Now we come to a long stretch of nebula-free Milky Way. The next important nebula is the Lambda Centauri Nebula
. The most important part of the nebula, IC 2948, is centered around a group of O-type stars which ionize the nebula.
The next nebula is the great nebula of Carina
The next nebula is the incredibly large Gum 12 nebula
in constellations Vela, Puppis and Carina. This extremely large nebula may have been cause by a supernova, which compressed a lot of gas and pushed it outwards. The faint red arc above the plane of the Milky Way just above Gum 12 may be connected to Gum 12 and may have been caused by the same supernova. At least that's my guess. This APOD
helps you locate various nebulae embedded in the Gum nebula.
There is a faint nebula to the right of the Gum nebula which I don't recognize. However, it appears to be centered on the great Tau Canis Majoris cluster. That makes sense. Tau Canis Majoris is a great O star, and there is another O star, 29 Canis Majoris
, located relatively close by. Together these two great O stars would definitely blow out a cavity around themselves and compress the gas they have sent flying into a glowing red ring.

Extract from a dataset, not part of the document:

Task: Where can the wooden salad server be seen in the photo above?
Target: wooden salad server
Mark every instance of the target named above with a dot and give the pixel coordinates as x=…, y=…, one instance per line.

The next nebula is the Seagull Nebula
Now I'm sure you can see Orion
with all its nebulae hanging below the plane of the Milky Way.
The small bright round nebula in the plane of the Milky Way is the Rosette Nebula
The much fainter nebula to the upper right of the Rosette nebula is the NGC 2264 cluster, with the Cone Nebula and the Christmas Tree cluster
. Here you can see a picture of Rosette Nebula on the right and the Cone and Christmas Tree cluster nebula on the left
. You can see how much brighter the Rosette Nebula is than the Cone and Christmas Tree cluster nebula. But the latter is surrounded by a large, faint nebula.
Phew! I'm done! But if you bear in mind that I looked up all the obvious nebula in that Milky Way image, you have to admit that the nebulae in the Milky Way are pretty small, few and far between.